The Review of Contemporary Fiction
Life of Pi, by Yann Martelreviewed by Jean Smith
Yann Martel. Life of Pi. Harcourt, 2002. 319 pp. $25.00.
This ultra-linear novel begins with, and not after, an author’s note from which a word is used to summarize travel in India: “bamboozle”—soon put to use at a train station when a clerk claims, “There is no bamboozlement here.” Publisher’s Weekly revealed the bamboozlement of their reviewer by referring to Martel’s “captivating honesty about the genesis of his story.” Martel lifted the idea for this novel from one by Moacyr Scliar about a Jewish zookeeper who ends up in a lifeboat with a panther. Now we have Pi, an Indian teenager on a lifeboat with a Bengal tiger named Richard Parker. Martel doles out name-play like chunks of hyena for the reader to chew on—comic relief from the cultish deluge of detail and gory animal behavior. Early in the story, during a youthful phase of comparative-theology samplings, Pi is bemused by Christianity’s singular story. “Humanity sins but it is God’s Son who pays the price?” He tries to imagine his father, a zookeeper without a religious bone in his body, feeding him to the lions to atone for their sins.

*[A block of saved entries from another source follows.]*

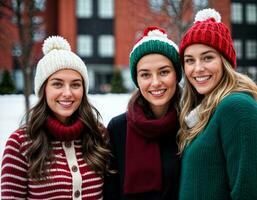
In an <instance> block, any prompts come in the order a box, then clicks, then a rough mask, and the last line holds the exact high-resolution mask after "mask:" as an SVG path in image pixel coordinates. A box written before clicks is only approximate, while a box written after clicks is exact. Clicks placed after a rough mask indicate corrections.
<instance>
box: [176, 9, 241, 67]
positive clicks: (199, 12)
mask: <svg viewBox="0 0 257 200" xmlns="http://www.w3.org/2000/svg"><path fill="white" fill-rule="evenodd" d="M192 44H205V45H208V46H210V47H212V48H214V49H216V50H217V51H219V52H220V53H221V54H222V55H223V56H224V57H225V58H226V59H227V60H228V61H229V62H230V64H231V65H232V66H233V68H236V53H235V49H234V46H233V41H232V38H231V34H230V31H229V29H228V28H227V26H226V25H225V24H223V23H222V22H221V16H220V14H219V13H218V12H217V11H216V10H214V9H211V8H208V9H203V10H201V11H199V12H198V13H197V14H196V16H195V21H194V25H193V26H192V27H191V28H190V29H189V30H188V31H187V32H186V33H185V35H184V36H183V38H182V40H181V42H180V48H179V54H180V58H181V60H182V63H184V51H185V49H186V48H187V47H188V46H190V45H192Z"/></svg>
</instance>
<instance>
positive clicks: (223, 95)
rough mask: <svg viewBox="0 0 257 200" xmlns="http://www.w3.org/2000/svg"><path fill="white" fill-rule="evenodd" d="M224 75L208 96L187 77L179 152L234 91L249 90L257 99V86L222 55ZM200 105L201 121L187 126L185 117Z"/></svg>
mask: <svg viewBox="0 0 257 200" xmlns="http://www.w3.org/2000/svg"><path fill="white" fill-rule="evenodd" d="M221 60H222V64H223V76H222V78H221V80H220V82H219V84H218V85H217V86H216V88H215V89H214V90H213V91H212V92H211V93H210V94H208V95H207V96H204V95H200V94H199V93H198V92H197V91H196V90H195V88H193V86H192V85H191V84H190V83H189V81H188V80H187V78H185V87H184V90H183V94H182V101H181V105H180V106H181V113H180V116H179V122H180V126H181V127H180V130H179V133H178V144H179V153H180V154H182V152H183V150H184V148H185V147H186V145H188V144H189V143H190V142H191V141H192V140H193V139H194V138H195V137H196V136H197V135H198V134H199V133H200V132H201V131H202V130H203V129H204V128H205V126H206V124H207V123H208V121H209V119H210V117H211V115H212V114H213V112H214V110H215V108H216V107H217V105H218V104H219V103H220V102H221V100H222V99H223V98H224V97H226V96H227V95H229V94H231V93H233V92H247V93H249V94H251V95H252V96H253V98H254V99H255V100H257V86H256V84H255V83H254V82H253V81H252V80H251V79H250V78H249V77H248V76H246V75H244V74H240V73H238V72H236V71H235V70H234V69H233V68H232V66H231V64H230V63H229V62H228V61H227V60H226V59H225V58H224V57H223V56H221ZM199 104H200V105H201V106H200V110H199V122H198V123H197V124H196V125H195V126H194V127H192V128H189V127H187V125H186V122H185V117H186V116H187V115H188V114H189V112H190V111H191V110H193V109H194V108H195V107H196V106H198V105H199Z"/></svg>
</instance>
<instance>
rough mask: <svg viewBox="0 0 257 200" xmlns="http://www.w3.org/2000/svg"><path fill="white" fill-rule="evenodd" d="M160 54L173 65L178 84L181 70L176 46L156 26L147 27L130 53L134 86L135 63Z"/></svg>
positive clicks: (132, 78)
mask: <svg viewBox="0 0 257 200" xmlns="http://www.w3.org/2000/svg"><path fill="white" fill-rule="evenodd" d="M152 53H157V54H162V55H164V56H166V57H167V58H168V59H170V60H171V62H172V63H173V65H174V68H175V70H176V75H177V80H178V82H179V81H180V80H181V77H182V68H181V64H180V59H179V54H178V46H177V45H176V44H175V43H174V42H173V41H172V40H170V39H168V37H167V34H166V32H165V30H163V29H161V28H158V27H156V26H150V27H147V28H146V29H145V30H144V34H143V36H142V37H141V38H139V40H137V42H136V44H135V45H134V47H133V49H132V51H131V53H130V73H131V77H132V80H133V82H134V84H135V85H136V86H137V87H138V83H137V63H138V61H139V60H140V59H141V58H142V57H143V56H145V55H147V54H152Z"/></svg>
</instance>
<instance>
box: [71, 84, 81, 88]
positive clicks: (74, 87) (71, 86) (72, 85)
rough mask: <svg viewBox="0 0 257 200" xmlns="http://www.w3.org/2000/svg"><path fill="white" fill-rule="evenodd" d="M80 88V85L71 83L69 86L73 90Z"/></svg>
mask: <svg viewBox="0 0 257 200" xmlns="http://www.w3.org/2000/svg"><path fill="white" fill-rule="evenodd" d="M81 86H82V84H81V83H72V84H71V87H72V88H74V89H78V88H80V87H81Z"/></svg>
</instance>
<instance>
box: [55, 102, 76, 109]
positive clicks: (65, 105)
mask: <svg viewBox="0 0 257 200" xmlns="http://www.w3.org/2000/svg"><path fill="white" fill-rule="evenodd" d="M58 103H59V104H60V105H61V106H62V107H64V108H68V107H70V106H72V104H73V101H58Z"/></svg>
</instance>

Martel’s brand of verbal alchemy loosens our grip on belief, allowing faith to pop up like any good mirage worth its salt. When Pi rules out killing the tiger in favor of taming him, a reciprocal relationship evolves. A bit of a MacGyver of the high seas, Pi relies on earthbound lessons (including the danger of anthropomorphism) to survive 227 days of staring Richard Parker down. Once back on dry land, two officials from the shipping company arrive to obtain information from Pi, who accepts the cookies they offer, collecting enough of them to miraculously offer them back to these disbelievers, who graciously accept and go forth to chronicle their findings as “unparalleled in the history of shipwrecks.” Do I believe in God after hearing Pi’s story? I believe everyone has a story to illuminate faith, and each of these stories is the best.